Metaplots with Metadata

Exploiting Unique Data on Economics Papers


Writing about economics writing: metaplots + metadata

Throughout the last 5 years of my PhD, I’ve developed a list of questions big and small about economics paper trends and conventions. What places do economists write about the most? Is differences-in-differences bigger than instrumental variables now? How often do economists use colons in their titles? Is it just me or… do economists really like using the verb “exploit”?

As this string of questions has gotten a little unwiedly over time, I’ve been on the look out for a nice public dataset to use to address these questions. A new convention in the motivational slides of applied econometricians/methods folks gave me hope on this front. Graphs (metaplots) that demonstrate the growing prevalence of terms like “administrative data”, “census linking”, and “staggered differences-in-differences” are now familiar figures. Metaplot-makers often need to first make the underlying dataset of academic papers.

The paper “Technology and Big Data Are Changing Economics: Mining Text to Track Methods” by Currie, Kleven, and Zwiers (CKZ 2020) serves as a prominent example. CKZ (2020) create dozens of metaplots to describe the landscape of changes in applied microeconomics methods from 1980 to present. Using data from the “top five” economics journals and the NBER working papers series, they empirically illustrate the credibility revolution (more empirics!), graphical revolution (more graphs!), and a few other coming revolutions in the academic economics universe (ML, text mining).

CKZ (2020) use data on the full text of “top five” and NBER papers, meaning the data includes the body of the paper itself. Due to access restrictions to full text data like this, they are not able to share the raw data. However, metadata is not similarly restricted. The NBER working paper series metadata is public and includes information on titles, abtracts, author names, dates, and more. (See here and here for the raw NBER metadata.)1

Equipped with this metadata, I can make my own figures to answer some of these questions I’ve squirreled away over the last few years… or, to translate into academic economist speak, “I exploit unique large-scale text data from a corpus of economics papers to provide descriptive evidence on, well, a bunch of things.”

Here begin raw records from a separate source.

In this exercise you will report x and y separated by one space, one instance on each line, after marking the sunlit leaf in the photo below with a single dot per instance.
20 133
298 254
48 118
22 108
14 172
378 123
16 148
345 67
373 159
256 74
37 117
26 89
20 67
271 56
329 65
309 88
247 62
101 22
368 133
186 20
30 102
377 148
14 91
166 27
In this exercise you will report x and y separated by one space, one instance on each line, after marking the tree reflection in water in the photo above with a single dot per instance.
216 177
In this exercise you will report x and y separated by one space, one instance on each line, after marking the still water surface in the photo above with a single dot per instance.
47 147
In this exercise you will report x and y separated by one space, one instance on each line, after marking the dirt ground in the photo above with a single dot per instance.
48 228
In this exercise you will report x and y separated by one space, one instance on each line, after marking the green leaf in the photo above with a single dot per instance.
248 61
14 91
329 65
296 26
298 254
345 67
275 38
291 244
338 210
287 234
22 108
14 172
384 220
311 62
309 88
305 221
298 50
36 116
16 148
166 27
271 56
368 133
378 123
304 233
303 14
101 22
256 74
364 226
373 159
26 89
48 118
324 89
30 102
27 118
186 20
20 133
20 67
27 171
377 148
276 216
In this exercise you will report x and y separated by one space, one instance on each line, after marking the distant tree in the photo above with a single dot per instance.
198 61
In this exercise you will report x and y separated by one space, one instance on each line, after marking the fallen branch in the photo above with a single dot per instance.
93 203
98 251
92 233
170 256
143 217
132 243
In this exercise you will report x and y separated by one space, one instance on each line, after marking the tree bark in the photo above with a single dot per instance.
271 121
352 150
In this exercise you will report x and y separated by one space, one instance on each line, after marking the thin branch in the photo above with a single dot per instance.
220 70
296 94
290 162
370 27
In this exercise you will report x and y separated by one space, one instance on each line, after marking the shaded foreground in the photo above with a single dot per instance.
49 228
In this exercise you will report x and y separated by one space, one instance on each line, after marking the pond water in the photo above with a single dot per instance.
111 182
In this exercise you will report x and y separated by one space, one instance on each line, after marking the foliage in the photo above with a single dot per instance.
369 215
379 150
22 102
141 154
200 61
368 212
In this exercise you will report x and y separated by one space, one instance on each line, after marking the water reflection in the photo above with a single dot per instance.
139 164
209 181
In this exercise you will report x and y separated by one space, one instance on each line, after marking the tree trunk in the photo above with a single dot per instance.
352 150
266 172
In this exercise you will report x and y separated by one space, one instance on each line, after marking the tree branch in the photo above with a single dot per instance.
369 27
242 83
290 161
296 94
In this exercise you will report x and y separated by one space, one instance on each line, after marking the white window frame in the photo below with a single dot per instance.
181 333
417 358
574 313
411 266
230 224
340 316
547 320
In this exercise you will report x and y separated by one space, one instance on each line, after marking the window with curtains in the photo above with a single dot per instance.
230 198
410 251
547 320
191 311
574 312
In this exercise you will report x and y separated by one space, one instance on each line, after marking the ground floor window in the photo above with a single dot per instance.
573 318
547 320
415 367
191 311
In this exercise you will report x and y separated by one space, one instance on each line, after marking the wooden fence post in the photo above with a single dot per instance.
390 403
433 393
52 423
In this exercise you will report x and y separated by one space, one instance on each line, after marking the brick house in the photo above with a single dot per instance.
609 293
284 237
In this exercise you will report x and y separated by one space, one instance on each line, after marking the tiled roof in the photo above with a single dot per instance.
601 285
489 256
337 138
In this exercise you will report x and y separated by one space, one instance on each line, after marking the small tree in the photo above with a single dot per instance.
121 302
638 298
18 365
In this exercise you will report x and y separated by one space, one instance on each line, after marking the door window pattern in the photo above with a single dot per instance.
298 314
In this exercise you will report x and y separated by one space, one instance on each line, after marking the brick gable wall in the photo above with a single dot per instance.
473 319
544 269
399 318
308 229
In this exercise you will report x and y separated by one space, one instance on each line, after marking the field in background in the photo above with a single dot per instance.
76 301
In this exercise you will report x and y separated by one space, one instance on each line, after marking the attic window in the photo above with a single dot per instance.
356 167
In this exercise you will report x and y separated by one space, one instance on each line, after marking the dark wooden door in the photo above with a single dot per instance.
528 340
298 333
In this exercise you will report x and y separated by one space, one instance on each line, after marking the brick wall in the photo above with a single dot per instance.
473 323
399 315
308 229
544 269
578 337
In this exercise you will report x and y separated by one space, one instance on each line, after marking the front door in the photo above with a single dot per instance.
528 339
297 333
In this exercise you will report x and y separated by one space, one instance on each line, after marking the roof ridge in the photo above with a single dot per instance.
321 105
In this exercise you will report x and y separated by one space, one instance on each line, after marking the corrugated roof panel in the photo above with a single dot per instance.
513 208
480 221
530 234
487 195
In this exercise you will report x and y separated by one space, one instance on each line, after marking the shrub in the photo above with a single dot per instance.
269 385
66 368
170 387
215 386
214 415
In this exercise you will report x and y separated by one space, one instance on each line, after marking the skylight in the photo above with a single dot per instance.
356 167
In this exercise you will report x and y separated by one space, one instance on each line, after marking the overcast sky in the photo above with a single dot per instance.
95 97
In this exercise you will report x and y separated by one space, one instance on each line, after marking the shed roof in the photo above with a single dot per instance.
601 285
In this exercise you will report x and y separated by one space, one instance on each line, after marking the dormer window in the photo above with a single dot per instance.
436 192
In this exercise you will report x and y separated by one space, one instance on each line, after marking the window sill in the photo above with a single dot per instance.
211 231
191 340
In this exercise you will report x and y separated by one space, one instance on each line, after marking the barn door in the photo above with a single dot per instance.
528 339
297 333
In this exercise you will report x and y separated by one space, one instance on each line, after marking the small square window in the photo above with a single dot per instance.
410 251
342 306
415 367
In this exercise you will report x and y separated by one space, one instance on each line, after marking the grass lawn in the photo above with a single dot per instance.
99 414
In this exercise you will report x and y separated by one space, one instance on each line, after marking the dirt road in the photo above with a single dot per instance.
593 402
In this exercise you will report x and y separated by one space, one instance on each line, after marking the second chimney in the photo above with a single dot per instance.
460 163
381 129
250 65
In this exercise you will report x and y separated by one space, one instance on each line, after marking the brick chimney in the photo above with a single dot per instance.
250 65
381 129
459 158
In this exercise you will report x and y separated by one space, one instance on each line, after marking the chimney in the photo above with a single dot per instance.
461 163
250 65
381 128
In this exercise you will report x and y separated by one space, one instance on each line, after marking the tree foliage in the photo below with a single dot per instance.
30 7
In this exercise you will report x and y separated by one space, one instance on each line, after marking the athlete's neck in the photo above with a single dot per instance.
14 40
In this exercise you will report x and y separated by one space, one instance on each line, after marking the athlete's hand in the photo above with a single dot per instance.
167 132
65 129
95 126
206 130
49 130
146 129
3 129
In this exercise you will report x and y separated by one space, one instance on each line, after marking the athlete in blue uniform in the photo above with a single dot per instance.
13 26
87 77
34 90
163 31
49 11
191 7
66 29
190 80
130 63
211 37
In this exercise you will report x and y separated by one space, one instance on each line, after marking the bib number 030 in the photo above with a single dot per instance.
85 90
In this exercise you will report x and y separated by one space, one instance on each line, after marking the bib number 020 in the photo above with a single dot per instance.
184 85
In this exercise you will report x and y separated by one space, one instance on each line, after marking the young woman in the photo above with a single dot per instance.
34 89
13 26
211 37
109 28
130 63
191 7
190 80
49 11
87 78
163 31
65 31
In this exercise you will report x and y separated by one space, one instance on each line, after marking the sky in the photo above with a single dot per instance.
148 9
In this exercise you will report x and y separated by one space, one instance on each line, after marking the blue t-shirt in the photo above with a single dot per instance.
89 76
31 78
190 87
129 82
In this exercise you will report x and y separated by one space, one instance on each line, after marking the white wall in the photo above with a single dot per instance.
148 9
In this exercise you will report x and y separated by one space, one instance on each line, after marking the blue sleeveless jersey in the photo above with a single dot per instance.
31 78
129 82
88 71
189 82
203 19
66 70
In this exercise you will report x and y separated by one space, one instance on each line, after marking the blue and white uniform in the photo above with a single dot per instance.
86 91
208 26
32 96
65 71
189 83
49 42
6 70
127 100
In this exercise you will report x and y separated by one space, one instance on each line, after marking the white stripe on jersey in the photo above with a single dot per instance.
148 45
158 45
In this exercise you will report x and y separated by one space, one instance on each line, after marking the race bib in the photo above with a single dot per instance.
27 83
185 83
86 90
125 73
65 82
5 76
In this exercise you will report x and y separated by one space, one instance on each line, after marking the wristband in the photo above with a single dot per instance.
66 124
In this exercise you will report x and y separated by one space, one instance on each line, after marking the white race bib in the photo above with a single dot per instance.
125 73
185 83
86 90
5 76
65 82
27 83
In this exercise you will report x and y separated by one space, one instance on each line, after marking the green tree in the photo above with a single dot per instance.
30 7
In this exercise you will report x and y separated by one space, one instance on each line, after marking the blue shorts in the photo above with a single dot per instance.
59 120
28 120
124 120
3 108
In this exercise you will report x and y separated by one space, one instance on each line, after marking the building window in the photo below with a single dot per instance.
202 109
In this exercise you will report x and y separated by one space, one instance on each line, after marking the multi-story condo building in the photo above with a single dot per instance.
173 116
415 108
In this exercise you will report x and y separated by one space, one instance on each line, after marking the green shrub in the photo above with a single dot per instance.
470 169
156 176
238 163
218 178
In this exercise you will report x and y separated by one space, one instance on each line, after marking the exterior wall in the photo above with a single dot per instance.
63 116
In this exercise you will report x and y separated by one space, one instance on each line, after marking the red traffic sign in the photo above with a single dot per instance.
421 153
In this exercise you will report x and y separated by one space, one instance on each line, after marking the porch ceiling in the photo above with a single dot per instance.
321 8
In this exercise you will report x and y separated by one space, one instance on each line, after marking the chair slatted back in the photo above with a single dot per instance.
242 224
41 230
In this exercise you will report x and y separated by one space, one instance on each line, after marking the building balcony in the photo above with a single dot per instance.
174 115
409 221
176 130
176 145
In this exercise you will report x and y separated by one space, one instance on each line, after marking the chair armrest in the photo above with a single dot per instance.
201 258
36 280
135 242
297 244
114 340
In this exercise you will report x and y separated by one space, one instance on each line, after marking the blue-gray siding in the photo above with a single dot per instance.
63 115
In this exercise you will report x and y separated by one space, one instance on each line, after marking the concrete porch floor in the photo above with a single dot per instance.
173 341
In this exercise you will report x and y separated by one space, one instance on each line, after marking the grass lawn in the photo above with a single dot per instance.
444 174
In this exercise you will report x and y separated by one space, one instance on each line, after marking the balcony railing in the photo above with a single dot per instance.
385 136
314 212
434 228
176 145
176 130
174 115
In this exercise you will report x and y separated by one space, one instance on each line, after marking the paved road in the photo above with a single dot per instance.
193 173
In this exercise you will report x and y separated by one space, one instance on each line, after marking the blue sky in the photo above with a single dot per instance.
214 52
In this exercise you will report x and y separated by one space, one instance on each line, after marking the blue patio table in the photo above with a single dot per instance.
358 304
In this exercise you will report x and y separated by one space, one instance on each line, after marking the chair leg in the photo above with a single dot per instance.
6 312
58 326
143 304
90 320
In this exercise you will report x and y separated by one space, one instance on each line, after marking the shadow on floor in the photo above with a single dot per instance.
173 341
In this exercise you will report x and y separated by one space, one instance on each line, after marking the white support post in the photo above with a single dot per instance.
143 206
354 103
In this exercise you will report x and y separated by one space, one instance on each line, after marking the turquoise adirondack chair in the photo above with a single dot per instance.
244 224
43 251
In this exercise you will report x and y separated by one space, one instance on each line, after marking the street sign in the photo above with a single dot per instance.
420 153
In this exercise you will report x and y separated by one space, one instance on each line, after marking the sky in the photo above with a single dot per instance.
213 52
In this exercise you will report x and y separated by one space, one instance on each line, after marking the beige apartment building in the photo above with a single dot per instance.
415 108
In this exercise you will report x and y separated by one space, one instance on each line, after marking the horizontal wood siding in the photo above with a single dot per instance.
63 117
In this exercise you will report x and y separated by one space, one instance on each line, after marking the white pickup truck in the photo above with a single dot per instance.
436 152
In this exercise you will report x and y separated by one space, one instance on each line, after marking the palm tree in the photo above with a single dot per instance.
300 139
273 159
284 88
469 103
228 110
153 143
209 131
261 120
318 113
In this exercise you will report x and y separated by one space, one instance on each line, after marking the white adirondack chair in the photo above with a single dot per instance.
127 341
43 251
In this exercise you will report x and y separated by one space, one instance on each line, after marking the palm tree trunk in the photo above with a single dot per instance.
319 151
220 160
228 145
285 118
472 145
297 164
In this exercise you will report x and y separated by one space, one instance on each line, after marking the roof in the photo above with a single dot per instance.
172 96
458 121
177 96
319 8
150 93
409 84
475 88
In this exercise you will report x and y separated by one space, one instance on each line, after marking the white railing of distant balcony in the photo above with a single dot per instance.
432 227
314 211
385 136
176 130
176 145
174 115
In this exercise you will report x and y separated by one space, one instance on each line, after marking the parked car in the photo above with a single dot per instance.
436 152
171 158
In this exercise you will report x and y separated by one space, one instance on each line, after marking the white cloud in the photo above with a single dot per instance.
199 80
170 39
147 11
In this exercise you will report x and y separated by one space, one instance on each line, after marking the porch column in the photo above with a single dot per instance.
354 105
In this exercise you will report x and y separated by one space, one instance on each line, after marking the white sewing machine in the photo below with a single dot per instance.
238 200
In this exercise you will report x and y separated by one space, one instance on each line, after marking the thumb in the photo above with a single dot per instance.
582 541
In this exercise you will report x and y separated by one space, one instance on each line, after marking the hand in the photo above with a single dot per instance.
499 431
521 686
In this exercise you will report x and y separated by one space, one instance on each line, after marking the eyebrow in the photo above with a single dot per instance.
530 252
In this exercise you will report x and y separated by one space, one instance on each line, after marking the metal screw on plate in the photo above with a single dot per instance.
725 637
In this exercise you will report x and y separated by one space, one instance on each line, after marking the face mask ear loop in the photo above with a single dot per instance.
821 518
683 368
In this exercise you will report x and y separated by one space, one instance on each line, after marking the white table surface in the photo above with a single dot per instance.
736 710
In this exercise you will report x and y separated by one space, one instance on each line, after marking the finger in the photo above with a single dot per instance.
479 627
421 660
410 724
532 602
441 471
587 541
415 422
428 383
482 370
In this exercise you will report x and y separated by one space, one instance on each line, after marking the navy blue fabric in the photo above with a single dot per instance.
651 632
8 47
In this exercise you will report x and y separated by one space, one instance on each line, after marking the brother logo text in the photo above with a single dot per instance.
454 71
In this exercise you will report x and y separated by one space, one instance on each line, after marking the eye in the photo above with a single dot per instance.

Since I’ll be pulling from a grab bag of questions, don’t expect incredibly smooth transitio–

Methods: good times for data and diff-in-diff

Two of the most common words used in the NBER abstracts are, unsurprisingly, “data” and “model”. Another way to visualize the “credibility revolution” that CKZ (2020) discuss is to compare the changes in the usage of these terms. “Data” has been showing up “model” every year since 2013. 2020 is a very different picture than 1980, when “model” was more than 15 percentage points higher in abstract representation than “data”.

data overtakes models

One fascinating and intriguing element of CKZ (2020) is the different trends in quasi-experimental techniques.2 While they show diff-in-diff (DD) at 23% and IV at 30% in 2020, the picture looks different if I perform a similar exercise with the abstracts data. I plot the % of abstracts the feature words related to diff-in-diff (DD), regression discontinuity (RD), or instrumental variables (IV).3

DD overtakes IV

It wasn’t until the mid-1990’s that DD or RD made their premiere on the scene of NBER abstracts. IV remained queen until 2016, when DD jumped ahead for the first time. Step aside IV guys.

Of course, the percentages here are much smaller than in the CKZ (2020) context since I can only observe abstract text rather than full text. The low percentages here are unsurprising given the common convention in applied micro abstracts to discuss what “variation” you’ll “exploit” rather than exacly which quasi-experimental method you’ll use. (More on “exploit” up next.) I know I use DD in my job market paper but don’t mention DD anywhere in my abstract.4

Regardless of whether we are using full text or just abstracts, both approaches demonstrate a plateau-ing of IV relative to an increasingly dominant DD.

Deep cuts: some small things about economics papers


One surprising word that I see a lot in economics papers is “exploit”. Economists seem to love to write that they exploited something for the sake of their paper. I find this strange since… doesn’t “exploit” have pretty negative connotations? Of course, it’s worth explaining how the term is generally used in economics papers. The below plot on common word pairings5 demonstrates that economists are usually exploiting:

data overtakes models

The plot shows that “exploit” has become more popular over time. Its increased usage is likely tied to the discipline’s increased focus on finding settings that are ripe for convincing causal identification (again, the credibility revolution). Authors are “exploiting” variation (from policy changes, natural experiments, etc.) or data (that they might want to flag as particularly useful). They (OK, we) are using it in the sense of “to make productive use of” not “to make use of meanly or unfairly for one’s own advantage”.

In reading a draft of my job market paper, I realize that I now too (after balking at the term dozens of times) naturally write about “exploit[ing] variation”.

The union member in me is thinking that maybe I should switch over to “employ[ing] variation” instead.


One of the most joked about conventions in academic (economics) papers is the "[Catchy title]: [More detailed info]" title.6 You can use the first part to get in something catchy or cutesy and the second part to remind everyone you are still a serious researcher.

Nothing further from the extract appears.